Dernier point concernant la mise en place de cette nouvelle infrastructure : la stratégie adoptée pour mettre en oeuvre cette migration a été de posséder les deux environnements : legacy et AWS simultanément et de dispatcher le trafic en fonction du domaine attaqué. Cette stratégie apporte plusieurs bénéfices :
- Pas de migration “big bang” et le lot de stress qui l’accompagne.
- Qualifier la pertinence de l’infrastructure sur des environnements de tests.
- Effectuer de l’AB Testing en ne migrant que certains clients dans un premier temps.
Pour ce dernier point, nous ne sélectionnerons que les clients qui auront moins de contraintes stratégiques et avec lesquels nous aurons pu récupérer une validation de cette technique.
“Guidelines”
Des critères ont permis de guidés et de bornés certaines de nos réflexions. Nous ne les citerons pas tous dans cette article ou en tout cas, pas de manière exhaustive :
- La réversibilité : effectuer en permanence cette gymnastique de l’esprit qui consiste à déterminer la quantité de travail à réaliser pour porter cette architecture chez un autre fournisseur Cloud ou On-premise. Bonus : vous vous apercevrez que cet exercice vous oriente souvent vers une architecture où les composants sont correctement découplés.
- La sécurité : vous portez votre plate-forme sur le Cloud alors vous devez être vigilant sur les questions de sécurité. La bonne isolation des environnements et aussi la bonne exploitation des fonctionnalités offerte : politique de compartiment, ACL, Server Side Encryption …
- La scalabilité : nous utiliserons bien les mécanismes de scaling automatique offerts par notre fournisseur.

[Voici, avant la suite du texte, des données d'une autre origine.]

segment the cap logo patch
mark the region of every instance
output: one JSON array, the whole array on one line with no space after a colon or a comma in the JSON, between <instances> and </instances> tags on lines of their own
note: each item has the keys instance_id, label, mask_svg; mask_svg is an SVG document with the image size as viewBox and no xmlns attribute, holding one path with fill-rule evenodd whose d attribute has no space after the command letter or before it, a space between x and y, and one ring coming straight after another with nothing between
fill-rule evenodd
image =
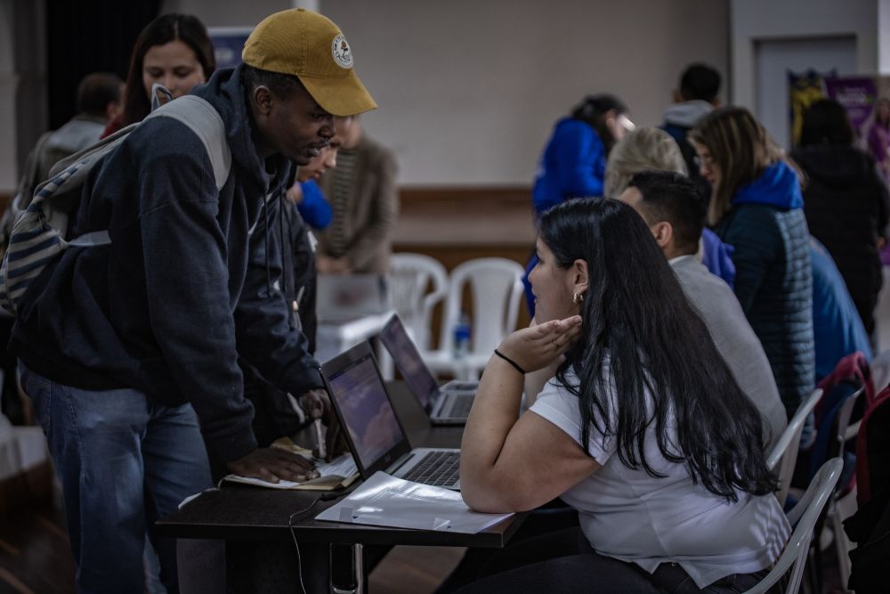
<instances>
[{"instance_id":1,"label":"cap logo patch","mask_svg":"<svg viewBox=\"0 0 890 594\"><path fill-rule=\"evenodd\" d=\"M345 69L352 68L352 50L350 49L349 44L346 43L346 37L343 37L342 33L334 37L334 41L331 42L331 53L334 54L334 61L337 63L337 66Z\"/></svg>"}]
</instances>

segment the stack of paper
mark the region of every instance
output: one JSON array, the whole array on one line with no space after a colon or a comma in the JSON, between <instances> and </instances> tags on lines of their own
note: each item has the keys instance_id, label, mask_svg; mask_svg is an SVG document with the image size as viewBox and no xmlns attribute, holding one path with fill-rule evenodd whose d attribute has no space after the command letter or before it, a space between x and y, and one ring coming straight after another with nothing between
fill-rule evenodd
<instances>
[{"instance_id":1,"label":"stack of paper","mask_svg":"<svg viewBox=\"0 0 890 594\"><path fill-rule=\"evenodd\" d=\"M510 516L473 511L459 492L378 471L315 519L473 534Z\"/></svg>"}]
</instances>

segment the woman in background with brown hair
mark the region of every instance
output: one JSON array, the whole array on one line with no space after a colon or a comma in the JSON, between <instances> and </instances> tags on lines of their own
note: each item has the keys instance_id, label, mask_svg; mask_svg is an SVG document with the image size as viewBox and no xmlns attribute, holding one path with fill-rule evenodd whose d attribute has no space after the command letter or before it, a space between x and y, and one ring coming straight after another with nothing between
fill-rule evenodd
<instances>
[{"instance_id":1,"label":"woman in background with brown hair","mask_svg":"<svg viewBox=\"0 0 890 594\"><path fill-rule=\"evenodd\" d=\"M735 248L735 294L790 417L813 389L815 365L809 232L798 172L744 108L713 111L689 140L714 191L708 222Z\"/></svg>"},{"instance_id":2,"label":"woman in background with brown hair","mask_svg":"<svg viewBox=\"0 0 890 594\"><path fill-rule=\"evenodd\" d=\"M190 14L162 14L136 39L126 75L124 111L105 128L102 137L142 121L151 111L151 86L163 85L173 98L187 94L216 69L207 29Z\"/></svg>"}]
</instances>

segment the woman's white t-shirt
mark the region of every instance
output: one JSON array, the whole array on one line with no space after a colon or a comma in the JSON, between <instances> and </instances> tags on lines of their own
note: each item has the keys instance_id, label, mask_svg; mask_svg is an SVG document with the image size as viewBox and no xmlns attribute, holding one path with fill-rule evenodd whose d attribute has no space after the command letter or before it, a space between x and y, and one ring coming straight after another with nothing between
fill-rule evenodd
<instances>
[{"instance_id":1,"label":"woman's white t-shirt","mask_svg":"<svg viewBox=\"0 0 890 594\"><path fill-rule=\"evenodd\" d=\"M574 375L566 379L578 381ZM612 416L616 400L611 395ZM578 397L555 380L545 386L530 411L581 443ZM676 424L671 427L676 443ZM561 499L578 510L581 530L596 552L650 573L661 563L678 563L700 588L732 574L770 567L778 558L791 528L773 495L740 492L732 503L693 484L685 466L661 455L654 424L646 430L646 460L664 478L625 466L614 435L603 437L591 427L589 441L590 455L602 468Z\"/></svg>"}]
</instances>

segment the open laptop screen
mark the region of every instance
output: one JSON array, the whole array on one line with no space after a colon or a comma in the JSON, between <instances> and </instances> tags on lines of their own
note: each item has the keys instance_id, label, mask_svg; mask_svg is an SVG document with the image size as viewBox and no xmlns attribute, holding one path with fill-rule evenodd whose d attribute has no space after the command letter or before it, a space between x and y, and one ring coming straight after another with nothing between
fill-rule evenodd
<instances>
[{"instance_id":1,"label":"open laptop screen","mask_svg":"<svg viewBox=\"0 0 890 594\"><path fill-rule=\"evenodd\" d=\"M323 370L359 462L369 468L399 443L407 443L407 439L370 350L342 369L330 370L331 363L340 358L325 363Z\"/></svg>"},{"instance_id":2,"label":"open laptop screen","mask_svg":"<svg viewBox=\"0 0 890 594\"><path fill-rule=\"evenodd\" d=\"M417 347L411 337L408 336L405 325L398 315L393 315L384 326L380 340L392 355L405 383L420 400L421 406L429 411L433 405L433 398L439 394L439 384L424 363Z\"/></svg>"}]
</instances>

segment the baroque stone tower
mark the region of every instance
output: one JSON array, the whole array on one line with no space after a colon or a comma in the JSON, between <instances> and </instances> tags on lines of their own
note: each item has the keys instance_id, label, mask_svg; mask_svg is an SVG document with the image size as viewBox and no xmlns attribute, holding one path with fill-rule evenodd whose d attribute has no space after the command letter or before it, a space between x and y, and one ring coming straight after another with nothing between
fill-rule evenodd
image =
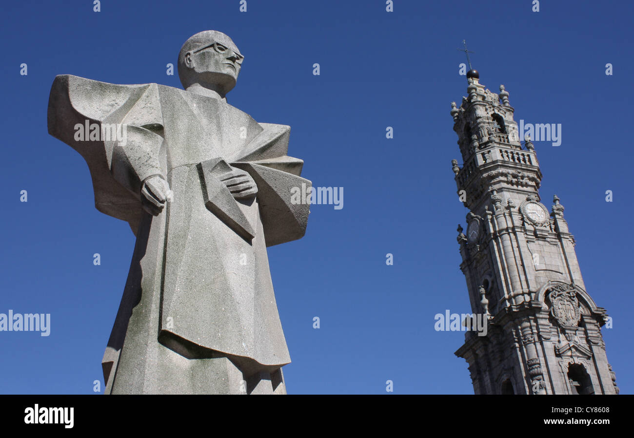
<instances>
[{"instance_id":1,"label":"baroque stone tower","mask_svg":"<svg viewBox=\"0 0 634 438\"><path fill-rule=\"evenodd\" d=\"M455 354L476 394L618 394L600 330L607 316L586 291L564 207L556 195L550 213L540 202L537 156L527 136L522 147L504 86L497 94L476 70L467 77L468 97L451 111L463 163L452 169L469 210L458 242L488 330L467 330Z\"/></svg>"}]
</instances>

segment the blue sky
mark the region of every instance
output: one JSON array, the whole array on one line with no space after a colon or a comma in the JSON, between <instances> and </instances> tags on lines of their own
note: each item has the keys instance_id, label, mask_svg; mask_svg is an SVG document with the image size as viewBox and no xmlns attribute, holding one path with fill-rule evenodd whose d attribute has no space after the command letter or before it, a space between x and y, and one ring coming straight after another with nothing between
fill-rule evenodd
<instances>
[{"instance_id":1,"label":"blue sky","mask_svg":"<svg viewBox=\"0 0 634 438\"><path fill-rule=\"evenodd\" d=\"M396 394L473 392L453 354L464 334L434 330L436 313L470 311L449 113L467 94L456 50L466 39L481 82L506 86L516 120L562 125L561 146L535 142L540 194L566 207L586 289L614 320L602 330L608 359L631 394L631 4L394 3L392 13L381 0L249 0L246 13L238 0L105 0L99 13L86 0L4 5L0 313L50 313L51 327L48 337L0 332L0 393L93 393L134 244L127 223L95 210L84 160L47 132L53 78L180 87L166 65L215 29L245 56L228 101L290 125L302 176L344 189L342 209L313 206L303 239L269 249L290 393L385 394L387 380Z\"/></svg>"}]
</instances>

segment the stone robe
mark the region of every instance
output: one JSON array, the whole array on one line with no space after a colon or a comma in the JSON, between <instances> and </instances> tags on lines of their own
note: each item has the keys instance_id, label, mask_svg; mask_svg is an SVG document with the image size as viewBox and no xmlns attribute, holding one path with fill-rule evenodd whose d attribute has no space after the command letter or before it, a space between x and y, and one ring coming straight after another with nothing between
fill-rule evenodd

Chez AWS, cela passera par la création de “launch configuration” pour déclencher le provisionning de nouvelles instances dans un “scaling group” en fonction du “healt-check” retourné à route 53.
- Le coût : malgré le côté élastique de l’infrastructure, on pourra effectuer quelques simulations notamment pour valider que certains choix d’architecture sont judicieux. Il n’est pas nécessaire de chercher à tout prix une simulation parfaite puisque si votre infrastructure est bien dessinée, le coût qu’elle représente sera parfaitement adapté à la charge, bref prévisible.
L’expérience Deolan est très intéressante puisqu’elle montre qu’il est possible d’avoir une approche itérative quant la migration de son architecture applicative vers une plateforme Cloud. Né initialement d’une envie d’amélioration de leurs services, l’architecture cible permet d’absorber sereinement un marché plus important sans cette Épée de Damoclès qu’est une infrastructure traditionnelle. Elle offre aussi un niveau de fiabilité accrue qui à travers une fréquence des incidents plus rare offre un niveau de confiance ainsi plus élevé. Ce dernier point étant un facteur clé pour projeter le futur de la plateforme ainsi que le business sus-jacent.